Entre société traditionnelle et référentiel moderne, quelle voie pour la jeunesse ?

La question de la démographie, souvent présentée comme une simple donnée quantitative, se traduit par un autre décalage, qualitatif celui-ci : celui qui éloigne de plus en plus la jeunesse, qui forme une majorité écrasante des populations des pays africains, de ses représentants politiques et autres figures morales. Il s’agit d’une jeunesse connectée et exposée quotidiennement à une réalité étrangère, à travers la télévision, l’internet et la radio.
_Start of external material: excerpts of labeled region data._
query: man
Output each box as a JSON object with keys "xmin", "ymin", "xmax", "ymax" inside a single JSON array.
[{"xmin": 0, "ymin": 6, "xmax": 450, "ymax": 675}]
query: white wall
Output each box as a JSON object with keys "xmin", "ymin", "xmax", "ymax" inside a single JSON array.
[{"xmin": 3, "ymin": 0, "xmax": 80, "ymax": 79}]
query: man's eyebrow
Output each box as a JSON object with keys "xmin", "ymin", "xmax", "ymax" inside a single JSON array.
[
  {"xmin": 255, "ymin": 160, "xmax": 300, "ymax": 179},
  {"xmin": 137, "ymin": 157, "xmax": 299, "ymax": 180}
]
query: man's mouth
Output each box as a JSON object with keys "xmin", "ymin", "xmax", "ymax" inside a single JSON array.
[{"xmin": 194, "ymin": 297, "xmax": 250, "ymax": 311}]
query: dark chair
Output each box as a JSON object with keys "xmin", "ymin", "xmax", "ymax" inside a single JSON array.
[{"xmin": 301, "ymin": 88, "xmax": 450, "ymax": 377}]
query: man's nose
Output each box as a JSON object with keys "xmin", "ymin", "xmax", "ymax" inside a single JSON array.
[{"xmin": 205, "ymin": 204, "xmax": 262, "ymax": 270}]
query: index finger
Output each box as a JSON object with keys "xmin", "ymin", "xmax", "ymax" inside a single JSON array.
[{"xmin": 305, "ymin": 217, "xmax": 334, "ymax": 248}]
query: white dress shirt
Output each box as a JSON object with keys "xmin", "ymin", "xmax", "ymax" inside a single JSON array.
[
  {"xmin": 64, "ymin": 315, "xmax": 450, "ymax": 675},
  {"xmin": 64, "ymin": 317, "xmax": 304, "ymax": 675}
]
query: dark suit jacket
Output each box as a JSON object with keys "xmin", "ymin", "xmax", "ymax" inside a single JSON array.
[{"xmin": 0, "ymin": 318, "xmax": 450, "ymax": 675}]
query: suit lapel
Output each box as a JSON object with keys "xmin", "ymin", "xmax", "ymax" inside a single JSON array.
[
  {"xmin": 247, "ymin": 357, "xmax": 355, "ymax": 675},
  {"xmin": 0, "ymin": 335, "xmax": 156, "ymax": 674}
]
Les jeunes en Afrique ne se limitent plus à développer leur identité et leurs aspirations en fonction du lieu où ils vivent ou des réponses que les aînés veulent bien leur donner. Ils ont pris une certaine autonomie par rapport aux modes de vie traditionnels. En revanche, le leadership traditionnel demeure souvent problématique en Afrique. Les personnages politiques et les anciens ont souvent du mal à composer avec des identités de plus en plus fluides et avec une autorité fragmentée dans l’état africain moderne. Finalement, cet état de fait pourrait conduire à l’effondrement progressif du cadre normatif qui a régi l’Afrique jusque là. Certes, ce processus a eu lieu dans d’autres parties du monde, mais on pourrait se demander s’il n’est pas en train de se produire à un rythme tellement accéléré qu’il est susceptible de mettre en danger la trajectoire de développement de l’Afrique.

Néanmoins, voici une autre façon d’examiner la question au-delà d’une simple juxtaposition. La culture n’est jamais statique mais évolue constamment, alors que chaque génération y contribue par son expérience du monde tout en se défaisant des éléments qui ne lui paraissent plus « utiles ». Les pays africains sont déjà, en grande partie, des pays multinationaux, multiethniques et multi-religieux construits pour beaucoup sur les idées européennes de l’État moderne. La source de l’autorité traditionnelle et de la légitimité, découlant du sang et de la terre, a été remplacée chez la plupart par des idées civiques de démocratie. Aujourd’hui, cette démocratie cherche un renouvellement, comme ailleurs dans le monde.

Pour pouvoir exploiter l’énergie et les ambitions de notre jeunesse, nous devons lui ouvrir un espace pour lui permettre de « co-créer » l’avenir.

L’explosion démographique des jeunes en Afrique subsaharienne ne s’est pas traduite, encore, par des accès de violence politique. Mais nous ne devrions pas attendre qu’un climat de « nous-contre-eux » s’instaure. Les gouvernements doivent continuer à investir dans tous les niveaux de l’éducation, dans la formation professionnelle et, surtout, dans les politiques qui incitent à des investissements plus élevés pour absorber les jeunes qui arrivent sur le marché de l’emploi.

Les styles de leadership traditionnel doivent bien céder pour laisser la place à la transparence, permettant l’accès à l’information publique, à l’open data et à la création d’une participation plus significative des jeunes dans le processus politique. Il nous faut construire les ponts nécessaires pour permettre à la voix des jeunes Africains de façonner le futur des partis politiques et de contribuer au dialogue sur la construction de la nation. Alors qu’elle vit une période unique de son histoire démographique, l’Afrique est à la croisée des chemins. Mettons en place les conditions d’un véritable partenariat avec les jeunes pour signaler que leur participation fait partie intégrante de la transformation du continent.